Hope that clears things out a bit. You can break the query into two, with the first part being:
SELECT a.GroupName, MAX(a.TheValue)
FROM QotD AS a
GROUP BY a.GroupName, a.TheValue
Now compare this with "b" - you should start getting a feel of the internal workings.
Thanks & Regards,
Nakul Vachhrajani.
http://nakulvachhrajani.com
Follow me on
Twitter: @sqltwins
September 8, 2010 at 8:36 am
In a recent blog, Kalen Delaney said she is frequently asked why is there a need to understand the internals of SQL Server. I think this question illustrates why. The key to getting the right answer is an understanding of the sequence of events during the query processing - the HAVING clause is processed after the GROUP BY and acts on the result set from the earlier phases.
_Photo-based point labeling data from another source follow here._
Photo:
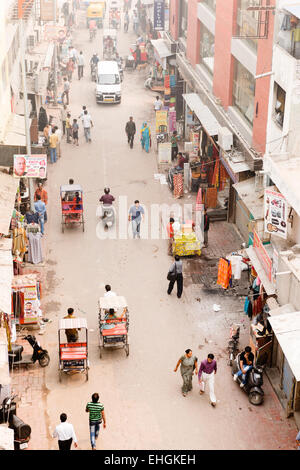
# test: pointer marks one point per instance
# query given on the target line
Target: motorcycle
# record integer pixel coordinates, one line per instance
(233, 343)
(39, 354)
(253, 386)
I learned this from Itzik Ben-Gan's book 'Inside Microsoft SQL Server 2008: T-SQL Querying'. Chapter 1, Logical Query Processing, has a great section on the sequence of events that occurs when the query processor gets to work. I really recommend this book to anyone who is struggling to understand the explanation for this QotD.
Tony
September 8, 2010 at 8:37 am
Group 1 - max(a) is 3 ---- nothing in b is greater than a
Group 2 - max(a) is 2 ---- 3 (in b which is the whole table) is greater than 2 so this is true
Group 3 - max(a) is 3 ---- nothing in b is greater than a
Group 4 - max(a) is 3 ---- nothing in b is greater than a
Group 5 - max(a) is 1 ---- 2 & 3 (in b which is the whole table) are greater than 1 so this is true
Group 6 - max(a) is 2 ---- 3 (in b which is the whole table) is greater than 2 so this is true
Group 7 - max(a) is 3 ---- nothing in b is greater than a
Okay, I've got it now. I think I was getting my a and b contexts confused. Thanks for the help folks. It probably helped that I increased my blood caffeine level.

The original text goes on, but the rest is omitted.